A Step-by-Step Guide to Installing OpenDKIM with Postfix on Ubuntu – Unleash the Power of DKIM!

DKIM or DomainKeys Identified Mail is an authentication protocol used to validate the identity of a sender. It’s an important tool for preventing email spoofing, which is when a person impersonates another user and sends emails with their name and address. DKIM Key works by using an OpenDKIM or Domain Key to sign each message sent. The key is an encrypted string of characters unique to the sender and is used to verify the message comes from the sender’s domain. This makes it harder for malicious actors to send forged messages. DKIM Key also allows receivers to reject messages that fail authentication. This provides added protection against spoofing and other email-based attacks. It’s a crucial safety measure for any email server and one that can help protect your business and its customers.

This tutorial will provide you with a quick and easy way to setup DKIM (DomainKeys) with the Postfix Mail server running on Ubuntu and Debian-based systems.

Prerequisites

Before we install and configure OpenDKIM for Postfix, we need to make sure that we have the necessary prerequisites in place.

• First and foremost, you will need a working Ubuntu system with root access.
• You will also need to have Postfix installed and configured.
• The last prerequisite is that you should have a valid domain name with DNS access.

Without these prerequisites in place, you will not be able to install and configure OpenDKIM on your server.

Step 1: Install Opendkim Package

Once you have all the prerequisites in place, you can start installing OpenDKIM. We will be using the apt package manager to install OpenDKIM on Ubuntu. To install OpenDKIM, you will need to run the following command:

sudo apt update 
sudo apt install opendkim opendkim-tools 

Then add the postfix user to the opendkim group.

sudo usermod -G opendkim postfix

Step 2: Generate Public and Private DKIM Keys

The next step is to create a proper directory structure to keep the Key files secure. Run the following commands to create a directory and set permissions.

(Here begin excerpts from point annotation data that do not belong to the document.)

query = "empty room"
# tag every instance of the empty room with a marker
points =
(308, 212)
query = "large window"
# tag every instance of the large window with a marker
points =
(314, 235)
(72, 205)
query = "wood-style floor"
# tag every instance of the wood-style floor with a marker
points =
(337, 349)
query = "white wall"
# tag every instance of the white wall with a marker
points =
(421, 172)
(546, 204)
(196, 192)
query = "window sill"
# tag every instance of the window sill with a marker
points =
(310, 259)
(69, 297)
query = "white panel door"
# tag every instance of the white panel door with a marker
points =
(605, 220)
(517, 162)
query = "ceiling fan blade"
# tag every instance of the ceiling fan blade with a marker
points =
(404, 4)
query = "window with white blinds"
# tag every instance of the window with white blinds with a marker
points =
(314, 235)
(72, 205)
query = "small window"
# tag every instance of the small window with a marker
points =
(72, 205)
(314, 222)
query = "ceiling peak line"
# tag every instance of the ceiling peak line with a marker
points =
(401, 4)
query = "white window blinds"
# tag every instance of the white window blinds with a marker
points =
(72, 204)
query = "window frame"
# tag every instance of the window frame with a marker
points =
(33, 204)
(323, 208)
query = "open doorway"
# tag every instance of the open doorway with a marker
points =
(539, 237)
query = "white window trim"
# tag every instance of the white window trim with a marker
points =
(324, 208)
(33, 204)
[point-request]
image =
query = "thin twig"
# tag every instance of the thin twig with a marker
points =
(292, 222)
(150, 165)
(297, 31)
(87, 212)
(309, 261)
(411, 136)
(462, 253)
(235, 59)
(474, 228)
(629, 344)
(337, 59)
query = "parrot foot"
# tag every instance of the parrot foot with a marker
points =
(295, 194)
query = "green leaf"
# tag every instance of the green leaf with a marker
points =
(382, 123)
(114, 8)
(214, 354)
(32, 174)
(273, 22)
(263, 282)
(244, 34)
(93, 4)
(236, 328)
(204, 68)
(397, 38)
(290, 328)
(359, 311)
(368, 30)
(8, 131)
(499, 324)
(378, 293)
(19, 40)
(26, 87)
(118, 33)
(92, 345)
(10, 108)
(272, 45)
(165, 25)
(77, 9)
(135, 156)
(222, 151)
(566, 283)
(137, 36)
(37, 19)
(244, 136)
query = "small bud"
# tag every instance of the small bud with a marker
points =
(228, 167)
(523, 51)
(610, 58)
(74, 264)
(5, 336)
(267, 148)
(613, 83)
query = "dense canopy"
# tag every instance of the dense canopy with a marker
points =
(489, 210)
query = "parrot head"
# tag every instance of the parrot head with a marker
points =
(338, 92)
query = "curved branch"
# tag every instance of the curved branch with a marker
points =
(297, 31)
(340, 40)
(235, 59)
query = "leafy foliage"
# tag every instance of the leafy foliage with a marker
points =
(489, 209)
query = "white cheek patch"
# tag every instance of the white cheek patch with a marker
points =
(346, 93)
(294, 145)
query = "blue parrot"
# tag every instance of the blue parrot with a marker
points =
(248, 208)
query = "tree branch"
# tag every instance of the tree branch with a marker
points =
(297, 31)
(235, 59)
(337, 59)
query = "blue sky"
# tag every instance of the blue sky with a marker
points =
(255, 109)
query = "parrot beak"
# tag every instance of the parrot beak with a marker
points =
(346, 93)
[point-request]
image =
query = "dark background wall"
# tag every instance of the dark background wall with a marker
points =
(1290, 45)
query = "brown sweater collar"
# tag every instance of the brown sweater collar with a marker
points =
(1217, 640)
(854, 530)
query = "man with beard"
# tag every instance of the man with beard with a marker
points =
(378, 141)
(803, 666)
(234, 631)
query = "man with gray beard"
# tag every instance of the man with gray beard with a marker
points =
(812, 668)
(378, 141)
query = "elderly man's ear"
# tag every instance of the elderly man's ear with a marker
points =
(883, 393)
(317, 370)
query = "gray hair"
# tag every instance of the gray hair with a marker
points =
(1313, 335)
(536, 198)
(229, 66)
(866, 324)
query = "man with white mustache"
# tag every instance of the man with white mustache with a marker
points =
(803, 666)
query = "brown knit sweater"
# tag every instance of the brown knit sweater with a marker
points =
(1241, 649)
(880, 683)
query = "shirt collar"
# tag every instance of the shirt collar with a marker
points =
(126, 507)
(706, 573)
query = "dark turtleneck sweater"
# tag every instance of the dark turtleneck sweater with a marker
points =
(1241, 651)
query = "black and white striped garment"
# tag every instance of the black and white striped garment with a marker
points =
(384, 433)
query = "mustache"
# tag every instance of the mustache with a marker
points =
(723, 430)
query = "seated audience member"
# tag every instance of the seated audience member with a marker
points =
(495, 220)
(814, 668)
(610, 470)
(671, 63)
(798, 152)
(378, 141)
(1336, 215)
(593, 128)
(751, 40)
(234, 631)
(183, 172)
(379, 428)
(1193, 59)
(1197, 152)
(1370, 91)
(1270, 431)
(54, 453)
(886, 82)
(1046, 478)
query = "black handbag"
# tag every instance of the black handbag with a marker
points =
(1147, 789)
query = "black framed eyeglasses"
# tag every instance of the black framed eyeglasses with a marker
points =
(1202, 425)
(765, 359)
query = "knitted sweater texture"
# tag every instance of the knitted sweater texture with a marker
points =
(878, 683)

sudo mkdir -p /etc/opendkim/keys 
sudo chown -R opendkim:opendkim /etc/opendkim
sudo chmod  744 /etc/opendkim/keys 

Now, generate your public and private DKIM keys using opendkim-genkey command line utility. All the commands are using “example.com” as a domain name. Replace it with your real domain name. We also need to choose a selector name, This can be any unique string, that helps Mail servers to identify the correct DKIM key from the DNS record. Below command will use default as selector key:

sudo mkdir /etc/opendkim/keys/example.com 
sudo opendkim-genkey -b 2048 -d example.com -D /etc/opendkim/keys/example.com -s default -v 

This command will generate a public and private key pair for you. The private key will be stored in the file “selector.private”, and the public key will be stored in the file “selector.txt”. In our case, The filenames are “default.private” and “default.txt”.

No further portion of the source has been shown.